A turbulent worry

A turbulent worry

I never used to be afraid of flying in an airplane. After all, it’s supposed to be the safest method of travel, right? The number of car accidents that occur in any given time are no doubt more than airplane crashes. But being a “worry-wort”, statistics do little to ease my mind.

            Usually all my worries start the same way. One thing happens to someone and it becomes the focal point of my fear. One time, there was this one person who had a headache and it turned out to be a brain tumor. I wondered, if it happened to someone else, couldn’t it happen to me?

            Like most every other worry, my recent fear of plane crashes was brought on by one thing: Last summer’s crash of Air France Flight 447. During its scheduled flight from Rio de Janeiro, Brazil to Paris, France, the plane disappeared from radar surveillance after a series of automatic warnings and failure messages were transmitted by the aircraft. In the days that followed, bodies and debris from the airplane were discovered in the Atlantic Ocean about where the plane lost contact. All 216 passengers and 12 crew members are missing and therefore presumed dead. It has been said to be the deadliest commercial airline crash in nine years.

            For some reason on my study abroad flight going to China, these concerns slipped my mind. It wasn’t until I was in China that I really started to think about that Air France crash. I said to my friends, “Planes are not safe. I mean, look what happened to that Air France plane.”  Some friends were comforting, responding with “Do you know how many planes make it to their destinations safely?”

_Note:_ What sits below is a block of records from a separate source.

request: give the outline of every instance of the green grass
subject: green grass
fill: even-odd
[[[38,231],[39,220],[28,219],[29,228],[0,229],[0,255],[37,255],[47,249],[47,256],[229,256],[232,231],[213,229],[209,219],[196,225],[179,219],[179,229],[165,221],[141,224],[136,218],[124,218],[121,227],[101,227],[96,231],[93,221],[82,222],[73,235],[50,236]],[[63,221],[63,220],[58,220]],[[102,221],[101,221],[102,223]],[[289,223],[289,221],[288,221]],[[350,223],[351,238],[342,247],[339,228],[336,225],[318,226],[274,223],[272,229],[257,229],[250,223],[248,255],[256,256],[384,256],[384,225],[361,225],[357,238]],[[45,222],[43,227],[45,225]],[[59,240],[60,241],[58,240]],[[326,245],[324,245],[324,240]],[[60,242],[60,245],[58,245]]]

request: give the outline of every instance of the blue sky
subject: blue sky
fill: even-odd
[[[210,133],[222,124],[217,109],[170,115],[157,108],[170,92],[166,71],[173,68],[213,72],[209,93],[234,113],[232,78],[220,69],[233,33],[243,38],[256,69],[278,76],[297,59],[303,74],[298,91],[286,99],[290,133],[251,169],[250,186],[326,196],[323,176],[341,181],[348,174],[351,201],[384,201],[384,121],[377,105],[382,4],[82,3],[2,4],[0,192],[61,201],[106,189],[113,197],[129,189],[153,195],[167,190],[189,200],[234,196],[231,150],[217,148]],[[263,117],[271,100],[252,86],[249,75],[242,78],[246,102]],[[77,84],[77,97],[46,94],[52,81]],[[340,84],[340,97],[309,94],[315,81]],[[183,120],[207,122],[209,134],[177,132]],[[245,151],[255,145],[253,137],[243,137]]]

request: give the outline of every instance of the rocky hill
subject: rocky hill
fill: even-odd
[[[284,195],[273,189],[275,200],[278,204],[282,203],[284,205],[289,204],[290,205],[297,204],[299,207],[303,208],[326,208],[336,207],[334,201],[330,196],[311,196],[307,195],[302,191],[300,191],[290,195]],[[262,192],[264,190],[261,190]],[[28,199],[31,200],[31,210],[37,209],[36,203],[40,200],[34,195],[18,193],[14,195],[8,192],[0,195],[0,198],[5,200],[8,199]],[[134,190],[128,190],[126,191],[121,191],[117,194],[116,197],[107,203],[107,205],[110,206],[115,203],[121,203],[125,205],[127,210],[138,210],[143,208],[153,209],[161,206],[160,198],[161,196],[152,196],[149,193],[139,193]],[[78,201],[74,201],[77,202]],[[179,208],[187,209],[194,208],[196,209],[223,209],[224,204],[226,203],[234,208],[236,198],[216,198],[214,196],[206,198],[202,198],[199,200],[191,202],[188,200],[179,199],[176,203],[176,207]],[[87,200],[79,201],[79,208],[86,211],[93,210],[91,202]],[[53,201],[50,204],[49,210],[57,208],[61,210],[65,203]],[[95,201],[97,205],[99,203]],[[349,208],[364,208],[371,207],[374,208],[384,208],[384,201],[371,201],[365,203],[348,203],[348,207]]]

            Some friends weren’t as supportive and took to although not malicious; still in fact mockery the same day as my flight from Beijing to Chicago. After telling one friend in particular that my seat was in either row H or K, he said “I heard H and K are the most unsafe rows in the plane.” And after reading a source that said the chances of crashing during an international flight were one in two million and sharing it with him, he said, “You know, I heard that this pilot flying us, it’s his 1,999,999th flight and he hasn’t had a crash yet.” He had a good laugh.

            Trying my hardest to put my fears behind me, I told myself that regardless of what plane crashes have or haven’t happened, I’m going to be on that flight so I might as well not worry about it. Still, I couldn’t get over the fact that a giant, multi-ton thing was flying through the air at over 500 miles an hour over Siberia and the Arctic Ocean. How could that be safe? It wasn’t until I had the properties of Physics explained to me that I understood.

            About an hour or so into the international flight a few weeks ago, I was doing fine, watching in-flight movies and eating pretzels. It wasn’t until a red light began blinking near the emergency exit, the pilot made an announcement for the flight attendants to be seated, and the plane began shaking violently that I had a near-panic attack.

            Although a flight attendant told me it was merely a bit of bad turbulence over Russia and the shaking subsided, the knot in my stomach remained for the majority of the flight. At every bump and shake the plane made I tensed up, so worried I could barely touch my in-flight meal.

Regardless of the bumps and the nerves and the near-panic, the plane landed safely, on schedule at O’Hare International Airport 12 hours later. Before I knew it, I was back at home in Fort Atkinson, safe from the big scary airplane. Like every headache I have had that turned out to be nothing, this worry yet again turned out to be nothing. Us worry-worts put ourselves through so much.

            Like many have said, everything you do is potentially a risk, but you can’t let it stop you from living your life. If I had a nickel for every time I heard that…

            If this experience and the ones before it have taught me anything, it’s to go with the flow and cross the bridge when you get to it.